VBID should stay until CMS truly assesses what may be lost
The Centers for Medicare and Medicaid Services (CMS) announced in December that it was sunsetting the Value Based Insurance Design (VBID) within the Medicare Advantage (MA) program as of the end of CY 2025. The move took many plans by surprise as it comes just 20 months after CMS said it was extending VBID until 2030. Sixty-two insurers covering more than 7 million beneficiaries are participating in VBID in 2025. These include big, medium, and small plans.
CMS says it is sunsetting the program for a few reasons:
- In calendar years 2021 and 2022, the model cost the Medicare Trust Fund a combined $4.5 billion in substantial and unmitigable costs. CMS says that the level of costs was unprecedented for CMS Innovation Center models.

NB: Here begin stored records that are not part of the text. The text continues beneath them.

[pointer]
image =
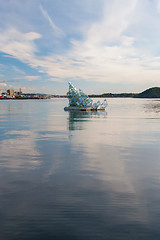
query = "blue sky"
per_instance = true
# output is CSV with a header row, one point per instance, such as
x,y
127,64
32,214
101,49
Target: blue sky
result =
x,y
98,45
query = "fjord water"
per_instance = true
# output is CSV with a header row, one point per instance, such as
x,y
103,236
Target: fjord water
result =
x,y
79,175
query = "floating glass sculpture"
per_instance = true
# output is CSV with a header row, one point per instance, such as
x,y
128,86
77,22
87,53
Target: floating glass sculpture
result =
x,y
78,100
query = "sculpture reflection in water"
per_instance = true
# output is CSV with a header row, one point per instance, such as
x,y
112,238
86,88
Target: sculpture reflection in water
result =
x,y
77,120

No viable policy modifications existed to make the model more sustainable and address these excess costs.
- CMS says additional analyses of model performance and policy options demonstrated that the costs were driven in part by increased risk score growth, higher Star scores, and Part D expenditures.
- CMS also says many of the VBID model’s interventions are now widely available in the MA program and that model termination will not impact the ability of MA plans to continue to offer most of the interventions offered under the model.
I have often said that CMS has far too many reform pilots in the Medicare space, that they have not shown savings, and they are administratively expensive. I have called for the termination of most of them and the creation of a small subset of pilots with uniform rules to ensure administrative ease and consistency for both plans and providers alike.
At the same time, while I am sympathetic to CMS’ arguments in VBID, I think the program should continue until CMS is able to craft new policies to allow many innovative approaches to continue that are not otherwise allowed outside of VBID.
VBID explained
The MA VBID model, launched in 2017, offers the added flexibility to target potentially high-value services and cost-sharing assistance for prescription drugs to chronically ill and underserved populations, with the goal of increasing access to and uptake of these services to improve health and decrease avoidable medical spending of these enrollees. MA plans in VBID may provide patients with tailored supplemental benefits to help ensure their medical needs are met and to manage chronic health conditions. Eligible populations in VBID are those who have one or more chronic health conditions, are enrolled in the Low Income Subsidy (LIS) program, or have a place of residence in the most underserved areas.
What are the arguments in favor of continuing VBID for some time? There are at least six.
Certain VBID benefits would go away
CMS clearly indicates that “many” of the VBID interventions will be able to continue. But some of the most important may not.
Today there are three programs that provide flexibility to innovate on benefits.
- More narrow and traditional supplemental benefits that are primarily health-related – These are the earliest and most prolific of the supplemental benefits, including vision (exams or eyewear), dental (exams and other services), hearing (exams and aids), over-the-counter (OTC) drugs, and non-emergency transportation.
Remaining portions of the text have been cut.